• Login
  • Register
  • Dolphin Forums
  • Home
  • FAQ
  • Download
  • Wiki
  • Code


Dolphin, the GameCube and Wii emulator - Forums › Dolphin Emulator Discussion and Support › Development Discussion v
« Previous 1 ... 66 67 68 69 70 ... 116 Next »

Testers needed for refactoring of texture decode/upload code
View New Posts | View Today's Posts

Pages (7): 1 2 3 4 5 ... 7 Next »
Jump to page 
Thread Rating:
  • 0 Vote(s) - 0 Average
  • 1
  • 2
  • 3
  • 4
  • 5
Thread Modes
Testers needed for refactoring of texture decode/upload code
01-14-2011, 04:00 PM
#1
JamesDunne Offline
Junior Member
**
Posts: 21
Threads: 1
Joined: Jan 2011
Call for testers!
I'm in the middle of a rather large refactoring effort concerning the GC/Wii texture decoders and the code responsible for uploading decoded textures to the graphics card. I'm at a point now where I need testers to let me know how this affects speed in whatever games. I could test it all myself, but I don't have enough games or enough time to do it.

WHERE:
I'm using github so I can keep track of my own changes independent of the SVN repo and also so that I don't break anything for anyone doing other work in the SVN trunk.

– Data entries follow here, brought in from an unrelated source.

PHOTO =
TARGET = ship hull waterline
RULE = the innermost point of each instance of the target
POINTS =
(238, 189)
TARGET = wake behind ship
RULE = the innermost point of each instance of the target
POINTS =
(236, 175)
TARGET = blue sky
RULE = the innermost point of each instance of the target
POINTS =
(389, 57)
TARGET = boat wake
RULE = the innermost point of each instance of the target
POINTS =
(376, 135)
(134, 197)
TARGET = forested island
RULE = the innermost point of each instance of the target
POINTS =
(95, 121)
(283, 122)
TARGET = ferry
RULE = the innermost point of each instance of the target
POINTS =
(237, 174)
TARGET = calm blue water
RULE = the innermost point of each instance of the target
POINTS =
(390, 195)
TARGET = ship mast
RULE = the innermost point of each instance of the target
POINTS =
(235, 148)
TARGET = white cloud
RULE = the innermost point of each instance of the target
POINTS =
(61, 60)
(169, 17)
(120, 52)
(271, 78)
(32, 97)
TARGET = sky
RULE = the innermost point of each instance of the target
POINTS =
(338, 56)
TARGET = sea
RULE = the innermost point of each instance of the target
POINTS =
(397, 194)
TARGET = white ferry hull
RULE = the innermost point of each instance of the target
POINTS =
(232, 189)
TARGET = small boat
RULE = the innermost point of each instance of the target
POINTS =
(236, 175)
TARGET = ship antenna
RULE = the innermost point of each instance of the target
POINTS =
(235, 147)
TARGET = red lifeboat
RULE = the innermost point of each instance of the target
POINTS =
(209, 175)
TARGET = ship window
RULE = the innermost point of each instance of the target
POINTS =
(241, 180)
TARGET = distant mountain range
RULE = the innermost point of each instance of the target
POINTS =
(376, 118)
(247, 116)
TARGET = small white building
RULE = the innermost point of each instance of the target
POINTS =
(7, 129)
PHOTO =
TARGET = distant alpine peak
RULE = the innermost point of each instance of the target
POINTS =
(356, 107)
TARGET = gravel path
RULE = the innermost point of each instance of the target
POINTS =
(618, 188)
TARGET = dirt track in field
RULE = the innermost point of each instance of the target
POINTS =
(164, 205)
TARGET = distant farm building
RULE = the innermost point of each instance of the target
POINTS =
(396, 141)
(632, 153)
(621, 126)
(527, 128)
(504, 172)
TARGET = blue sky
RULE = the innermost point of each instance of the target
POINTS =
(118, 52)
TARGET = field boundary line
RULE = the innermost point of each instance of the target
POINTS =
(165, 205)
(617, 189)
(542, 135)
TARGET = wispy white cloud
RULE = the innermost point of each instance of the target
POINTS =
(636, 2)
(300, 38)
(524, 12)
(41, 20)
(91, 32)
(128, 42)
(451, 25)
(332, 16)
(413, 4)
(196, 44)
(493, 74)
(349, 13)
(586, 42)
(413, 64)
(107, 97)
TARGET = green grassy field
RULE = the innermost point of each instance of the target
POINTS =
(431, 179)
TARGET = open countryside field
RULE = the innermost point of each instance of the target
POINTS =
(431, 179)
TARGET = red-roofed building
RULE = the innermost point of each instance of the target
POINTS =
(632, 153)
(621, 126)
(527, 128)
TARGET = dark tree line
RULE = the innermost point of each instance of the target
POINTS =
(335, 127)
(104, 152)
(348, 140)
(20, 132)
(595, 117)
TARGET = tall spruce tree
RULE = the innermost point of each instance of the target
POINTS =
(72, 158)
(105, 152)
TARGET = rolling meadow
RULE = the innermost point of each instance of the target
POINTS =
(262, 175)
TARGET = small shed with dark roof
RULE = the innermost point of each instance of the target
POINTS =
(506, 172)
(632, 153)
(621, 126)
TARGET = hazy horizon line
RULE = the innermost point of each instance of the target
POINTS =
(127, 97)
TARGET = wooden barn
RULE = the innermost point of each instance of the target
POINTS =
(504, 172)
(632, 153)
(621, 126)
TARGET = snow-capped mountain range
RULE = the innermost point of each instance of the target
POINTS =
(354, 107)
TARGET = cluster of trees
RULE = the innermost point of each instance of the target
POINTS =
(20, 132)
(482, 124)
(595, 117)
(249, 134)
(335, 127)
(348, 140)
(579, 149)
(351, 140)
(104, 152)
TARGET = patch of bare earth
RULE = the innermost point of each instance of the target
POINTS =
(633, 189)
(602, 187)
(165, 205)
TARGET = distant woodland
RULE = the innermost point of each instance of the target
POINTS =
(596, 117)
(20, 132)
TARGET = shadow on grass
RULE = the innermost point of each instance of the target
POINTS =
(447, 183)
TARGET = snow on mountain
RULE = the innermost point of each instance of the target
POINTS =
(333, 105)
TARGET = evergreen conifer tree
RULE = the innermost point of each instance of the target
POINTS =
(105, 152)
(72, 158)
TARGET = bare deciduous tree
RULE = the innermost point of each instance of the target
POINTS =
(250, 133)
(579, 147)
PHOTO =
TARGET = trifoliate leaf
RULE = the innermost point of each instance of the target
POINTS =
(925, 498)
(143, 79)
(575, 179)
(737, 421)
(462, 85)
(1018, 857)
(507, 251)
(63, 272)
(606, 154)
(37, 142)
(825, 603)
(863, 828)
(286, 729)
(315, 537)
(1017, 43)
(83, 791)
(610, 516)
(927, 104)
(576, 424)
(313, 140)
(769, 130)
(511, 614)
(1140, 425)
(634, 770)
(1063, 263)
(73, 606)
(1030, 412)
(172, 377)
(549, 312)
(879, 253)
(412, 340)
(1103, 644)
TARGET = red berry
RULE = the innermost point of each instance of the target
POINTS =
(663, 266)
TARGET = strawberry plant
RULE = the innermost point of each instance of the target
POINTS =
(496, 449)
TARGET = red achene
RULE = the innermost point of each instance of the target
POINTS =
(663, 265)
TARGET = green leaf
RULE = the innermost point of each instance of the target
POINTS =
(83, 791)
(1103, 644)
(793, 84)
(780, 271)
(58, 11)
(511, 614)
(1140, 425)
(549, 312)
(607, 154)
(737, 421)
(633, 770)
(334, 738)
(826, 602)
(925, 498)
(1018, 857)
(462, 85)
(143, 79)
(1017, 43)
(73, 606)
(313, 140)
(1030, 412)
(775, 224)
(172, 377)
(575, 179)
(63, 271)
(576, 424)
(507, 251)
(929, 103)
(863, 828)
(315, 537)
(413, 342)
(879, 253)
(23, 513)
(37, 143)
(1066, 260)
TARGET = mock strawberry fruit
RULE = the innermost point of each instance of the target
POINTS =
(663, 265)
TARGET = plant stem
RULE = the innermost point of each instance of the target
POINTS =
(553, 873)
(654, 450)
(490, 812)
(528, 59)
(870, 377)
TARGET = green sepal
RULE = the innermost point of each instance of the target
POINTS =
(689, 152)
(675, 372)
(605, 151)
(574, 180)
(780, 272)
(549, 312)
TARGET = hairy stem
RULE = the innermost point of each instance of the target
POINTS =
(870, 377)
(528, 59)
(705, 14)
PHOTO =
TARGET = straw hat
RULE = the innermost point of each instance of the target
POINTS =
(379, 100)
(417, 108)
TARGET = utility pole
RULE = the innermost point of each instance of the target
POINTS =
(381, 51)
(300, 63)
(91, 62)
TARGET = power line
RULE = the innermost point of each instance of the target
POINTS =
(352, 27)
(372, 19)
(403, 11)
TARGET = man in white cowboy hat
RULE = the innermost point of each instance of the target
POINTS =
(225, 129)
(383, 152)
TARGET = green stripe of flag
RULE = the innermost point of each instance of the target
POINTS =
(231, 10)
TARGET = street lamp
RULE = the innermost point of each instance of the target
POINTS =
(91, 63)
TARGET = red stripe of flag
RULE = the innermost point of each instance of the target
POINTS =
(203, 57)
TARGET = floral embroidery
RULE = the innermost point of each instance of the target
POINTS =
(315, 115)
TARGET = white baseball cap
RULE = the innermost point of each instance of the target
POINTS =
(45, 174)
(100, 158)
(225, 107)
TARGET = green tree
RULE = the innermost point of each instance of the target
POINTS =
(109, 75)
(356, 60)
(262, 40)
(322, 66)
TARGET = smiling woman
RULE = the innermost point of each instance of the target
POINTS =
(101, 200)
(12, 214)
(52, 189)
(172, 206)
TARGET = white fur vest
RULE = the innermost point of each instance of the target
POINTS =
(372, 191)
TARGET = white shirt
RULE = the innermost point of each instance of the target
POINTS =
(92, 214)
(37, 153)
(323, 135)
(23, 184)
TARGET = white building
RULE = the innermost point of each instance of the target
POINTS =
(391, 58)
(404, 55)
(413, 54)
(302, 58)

For those of you who can compile a Dolphin build on your own, please clone this git repository from github: https://github.com/JamesDunne/Dolphin , build it and test some of your games for me. It's a nearly identical copy of what's in SVN so there should be no surprises if you're used to building off SVN.

WHAT:
This is an entirely experimental branch which focuses on optimizing the texture decode and upload procedure. The existing code in SVN is wasteful in that it:
  1. decodes the GC/Wii texture onto a temporary memory buffer in RGBA format
  2. locks the DX9 texture memory
  3. converts RGBA to BGRA on-the-fly while writing to the DX9 texture memory
  4. unlocks the DX9 texture memory which initiates an upload to the graphics card
This new branch is testing the idea of removing the temporary memory buffer and the unnecessary RGBA -> BGRA format conversion. We now decode into BGRA format directly into the DX9 texture memory with no intermediate copies needed. I'll have to check DX9 documentation but I hope that DMA transfers are being used to upload to the graphics card in this case. If not, then maybe that's a DX11 thing to investigate or maybe it's a different call in DX9. I'm not experienced in DirectX technology so I don't know yet, but I'll find out Smile

For OpenGL I'm going to look into using PBOs (pixel buffer objects) to make use of DMA transfers instead of CPU-bound copies to upload textures to the card. As of now in SVN this is being done with a normal glTexSubImage2D call which does use CPU-bound copies and forces the emulator to wait until the texture is uploaded which is not necessary to do. The emulator could be doing more useful things while waiting for some stupid texture to upload to the card. Fixing this to use PBOs will cause a significant performance increase for the OGL plugin and should hopefully bring Linux up to speed with Windows and DX9.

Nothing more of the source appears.